Harga minyak terus anjlok. Seiring dengan rendahnya harga minyak, opsi menurunkan harga BBM pun mulai disuarakan.
Salah satunya oleh pengamat ekonomi Energi Universitas Gadjah Mada (UGM) Fahmy Radhi, dia menilai sudah saatnya harga BBM di Indonesia ikut turun sejalan dengan harga minyak dunia yang terus merosot.
Fahmi menilai dengan harga minyak yang sangat rendah, bahkan di bawah US$ 30 per barel, pemerintah dan juga Pertamina punya kesempatan untuk menurunkan harga minyak. Terlebih lagi rendahnya harga minyak sudah berlangsung dalam jangka waktu lama.

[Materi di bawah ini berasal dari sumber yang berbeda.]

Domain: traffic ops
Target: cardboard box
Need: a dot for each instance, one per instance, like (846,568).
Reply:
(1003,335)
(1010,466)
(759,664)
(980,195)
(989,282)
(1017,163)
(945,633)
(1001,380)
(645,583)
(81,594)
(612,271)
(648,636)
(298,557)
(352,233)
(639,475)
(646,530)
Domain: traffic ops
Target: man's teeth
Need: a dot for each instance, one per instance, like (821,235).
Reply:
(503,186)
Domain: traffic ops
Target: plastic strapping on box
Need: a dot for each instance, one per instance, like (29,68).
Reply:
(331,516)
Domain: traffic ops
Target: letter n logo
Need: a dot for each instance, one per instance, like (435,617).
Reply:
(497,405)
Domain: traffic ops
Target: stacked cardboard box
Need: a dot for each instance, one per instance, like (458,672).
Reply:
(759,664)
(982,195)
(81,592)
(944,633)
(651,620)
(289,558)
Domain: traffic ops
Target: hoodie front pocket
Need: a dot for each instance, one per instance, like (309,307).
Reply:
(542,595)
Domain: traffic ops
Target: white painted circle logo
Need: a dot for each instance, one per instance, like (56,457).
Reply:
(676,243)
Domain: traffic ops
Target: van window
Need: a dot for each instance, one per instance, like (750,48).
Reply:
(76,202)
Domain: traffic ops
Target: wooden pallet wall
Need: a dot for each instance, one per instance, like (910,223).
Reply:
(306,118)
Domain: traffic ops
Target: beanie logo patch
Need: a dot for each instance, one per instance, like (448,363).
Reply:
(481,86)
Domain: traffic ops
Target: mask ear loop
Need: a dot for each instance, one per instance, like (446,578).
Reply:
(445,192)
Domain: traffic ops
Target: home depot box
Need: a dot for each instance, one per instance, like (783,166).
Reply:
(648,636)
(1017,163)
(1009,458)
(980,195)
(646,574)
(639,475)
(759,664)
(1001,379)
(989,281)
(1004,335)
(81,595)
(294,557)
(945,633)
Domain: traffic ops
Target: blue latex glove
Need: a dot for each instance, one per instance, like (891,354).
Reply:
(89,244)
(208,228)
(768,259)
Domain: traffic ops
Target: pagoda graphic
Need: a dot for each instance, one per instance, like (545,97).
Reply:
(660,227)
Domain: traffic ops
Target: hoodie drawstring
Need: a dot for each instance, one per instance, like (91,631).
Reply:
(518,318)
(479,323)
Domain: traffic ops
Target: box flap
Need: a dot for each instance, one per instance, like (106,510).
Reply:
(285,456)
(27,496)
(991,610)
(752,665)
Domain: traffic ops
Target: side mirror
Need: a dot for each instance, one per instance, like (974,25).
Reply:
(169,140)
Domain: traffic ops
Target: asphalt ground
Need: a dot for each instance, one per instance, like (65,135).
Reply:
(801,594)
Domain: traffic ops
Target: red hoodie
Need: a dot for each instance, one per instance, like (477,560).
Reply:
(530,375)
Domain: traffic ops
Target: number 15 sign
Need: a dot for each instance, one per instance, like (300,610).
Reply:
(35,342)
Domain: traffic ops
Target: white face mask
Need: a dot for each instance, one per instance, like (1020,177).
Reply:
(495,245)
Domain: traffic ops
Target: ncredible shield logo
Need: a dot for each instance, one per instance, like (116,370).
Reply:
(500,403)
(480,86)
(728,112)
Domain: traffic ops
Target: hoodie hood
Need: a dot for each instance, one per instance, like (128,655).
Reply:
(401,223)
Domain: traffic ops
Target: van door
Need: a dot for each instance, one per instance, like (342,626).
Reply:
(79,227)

"Saya kira kan ini harga minyak sudah rendah sekali di bawah US$ 30 (per barel), dan itu sudah berlangsung sejak lama. Mestinya di harga yang rendah ini kesempatan bagi pemerintah dan Pertamina menurunkan harga BBM, khususnya untuk non subsidi," kata Fahmy ketika dihubungi detikcom, Senin (23/3/2020).

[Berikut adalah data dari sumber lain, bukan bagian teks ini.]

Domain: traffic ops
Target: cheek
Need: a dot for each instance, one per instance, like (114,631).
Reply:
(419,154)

Fahmy menegaskan harga BBM khususnya yang non subsidi, harus segera turun. Karena perhitungan harganya dilakukan dengan mekanisme pasar, artinya kalau harga minyak dunia turun maka harusnya BBM juga turun.
"Itu harus segera diturunkan. Karena penetapan harga BBM non subisidi kan dasarnya mekanisme pasar ya. Kalau harga (minyak) naik, ya harga BBM naik, sehingga mestinya sekarang ini mesti diturunkan harga BBM," jelas Fahmy.

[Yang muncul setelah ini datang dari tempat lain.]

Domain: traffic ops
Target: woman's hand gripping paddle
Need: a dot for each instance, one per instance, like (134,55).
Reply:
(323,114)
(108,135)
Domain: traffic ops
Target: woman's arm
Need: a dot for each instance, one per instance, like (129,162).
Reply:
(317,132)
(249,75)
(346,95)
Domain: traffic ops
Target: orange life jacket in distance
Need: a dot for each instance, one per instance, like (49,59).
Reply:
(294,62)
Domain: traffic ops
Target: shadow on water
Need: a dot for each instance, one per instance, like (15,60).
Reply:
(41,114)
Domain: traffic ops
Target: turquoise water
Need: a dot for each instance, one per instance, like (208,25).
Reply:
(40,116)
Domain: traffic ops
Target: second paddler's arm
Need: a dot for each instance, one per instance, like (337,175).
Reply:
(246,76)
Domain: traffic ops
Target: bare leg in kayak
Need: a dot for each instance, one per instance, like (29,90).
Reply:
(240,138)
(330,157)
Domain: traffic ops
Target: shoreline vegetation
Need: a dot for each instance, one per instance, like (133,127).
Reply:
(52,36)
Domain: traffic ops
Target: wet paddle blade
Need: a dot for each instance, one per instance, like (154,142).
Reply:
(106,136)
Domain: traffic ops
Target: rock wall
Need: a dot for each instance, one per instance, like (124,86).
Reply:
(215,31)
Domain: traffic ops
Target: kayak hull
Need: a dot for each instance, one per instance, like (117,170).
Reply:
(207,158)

Lebih jauh lagi, Fahmy mengatakan dengan menurunkan harga BBM, pemerintah bisa menjaga pertumbuhan ekonomi. Pasalnya dengan penurunan BBM, dia bilang dapat menaikan daya beli masyarakat yang berujung pada meningkatnya konsumsi.
Indonesia sendiri menurutnya sejauh ini masih mengandalkan kegiatan perekonomian dari konsumsi dalam negeri. Maka Fahmy menyimpulkan dengan konsumsi yang terjaga karena murahnya harga BBM dapat menjaga pertumbuhan ekonomi
"Ada kepentingan lebih besar dalam hal ini, yaitu pertumbuhan ekonomi. Penurunan harga BBM, itu sangat signifikan naikan daya beli rakyat, lalu daya beli maka naik juga konsumsinya dan akan berikan kontribusi ke pertumbuhan ekonomi," kata Fahmy.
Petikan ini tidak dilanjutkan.